In the event of injury to a person covered under this chapter caused by the negligence of a vessel, then such person ... may bring an action against such vessel as a third party.... If such person was employed by the vessel to provide stevedoring services, no such action shall be permitted if the injury was caused by the negligence of persons engaged in providing stevedoring services to the *940vessel.... The remedy provided in this subsection shall be exclusive of all other remedies against the vessel except remedies available under this chapter. 33 U.S.C. § 905(b).

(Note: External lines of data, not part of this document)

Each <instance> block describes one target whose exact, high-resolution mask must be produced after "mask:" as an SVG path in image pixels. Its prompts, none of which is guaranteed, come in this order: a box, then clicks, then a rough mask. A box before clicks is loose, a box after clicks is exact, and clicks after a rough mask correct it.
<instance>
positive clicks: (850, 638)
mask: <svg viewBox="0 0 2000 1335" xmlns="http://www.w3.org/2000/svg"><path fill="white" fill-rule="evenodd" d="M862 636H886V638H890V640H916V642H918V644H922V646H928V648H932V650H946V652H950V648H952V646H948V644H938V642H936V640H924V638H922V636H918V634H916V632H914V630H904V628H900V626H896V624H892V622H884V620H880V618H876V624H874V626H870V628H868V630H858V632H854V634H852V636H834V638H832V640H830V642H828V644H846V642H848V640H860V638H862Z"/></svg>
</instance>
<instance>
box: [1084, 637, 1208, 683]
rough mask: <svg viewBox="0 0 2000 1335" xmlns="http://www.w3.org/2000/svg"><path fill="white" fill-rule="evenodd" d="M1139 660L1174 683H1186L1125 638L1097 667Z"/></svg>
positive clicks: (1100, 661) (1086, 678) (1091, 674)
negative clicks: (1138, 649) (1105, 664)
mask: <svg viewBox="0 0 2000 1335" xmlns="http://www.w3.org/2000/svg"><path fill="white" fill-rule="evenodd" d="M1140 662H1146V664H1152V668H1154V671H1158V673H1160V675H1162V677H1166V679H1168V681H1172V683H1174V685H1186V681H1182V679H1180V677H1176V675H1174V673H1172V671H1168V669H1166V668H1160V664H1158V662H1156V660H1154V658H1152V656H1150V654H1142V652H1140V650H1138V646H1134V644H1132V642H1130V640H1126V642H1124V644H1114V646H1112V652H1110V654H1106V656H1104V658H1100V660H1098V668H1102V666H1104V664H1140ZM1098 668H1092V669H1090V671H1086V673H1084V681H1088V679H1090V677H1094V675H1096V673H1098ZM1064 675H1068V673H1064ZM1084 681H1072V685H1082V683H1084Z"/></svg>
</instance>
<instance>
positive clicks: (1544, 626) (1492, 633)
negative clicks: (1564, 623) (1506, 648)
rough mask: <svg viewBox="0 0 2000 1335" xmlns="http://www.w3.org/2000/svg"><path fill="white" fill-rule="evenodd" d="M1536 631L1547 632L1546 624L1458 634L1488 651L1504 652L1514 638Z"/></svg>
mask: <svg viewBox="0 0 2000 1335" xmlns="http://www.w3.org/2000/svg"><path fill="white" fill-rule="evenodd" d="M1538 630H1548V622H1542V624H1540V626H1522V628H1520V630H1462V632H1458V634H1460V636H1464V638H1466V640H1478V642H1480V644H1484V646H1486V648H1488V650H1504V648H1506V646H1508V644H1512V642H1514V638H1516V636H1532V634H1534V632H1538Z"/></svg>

. The Claimants also argue that when a vessel owner acts as its own stevedore, the owner is in the best position to prevent injuries arising from stevedoring operations and should therefore bear the risk of those injuries. The Second Circuit took a similar stance in Fanet-⅛ reasoning that shipowners who direct their non-expert crew members to perform steve-doring tasks should not be shielded from liability for damages arising out of their negligent stevedoring conduct. See 678 F.2d at 428. However, the Second Circuit’s solution was not to subject the shipowner to liability under both § 905(b) and § 933. Instead, the Fanetti panel chose to hold the shipowner to the higher standard of care of a stevedore in the longshoreman’s § 905(b) action against the shipowner. Thus, we take the Claimants’ argument that Seaboard was in the best position to prevent the injuries arising from their stevedoring activities as additional support for the proposition that Seaboard should have been held to a stevedore's standard of care in the § 905(b) action. Again however, the Claimants did not raise this argument in this way.

. The Claimants do not challenge the remaining bases for the final judgment in favor of Seaboard, and this ruling does not disturb that judgment.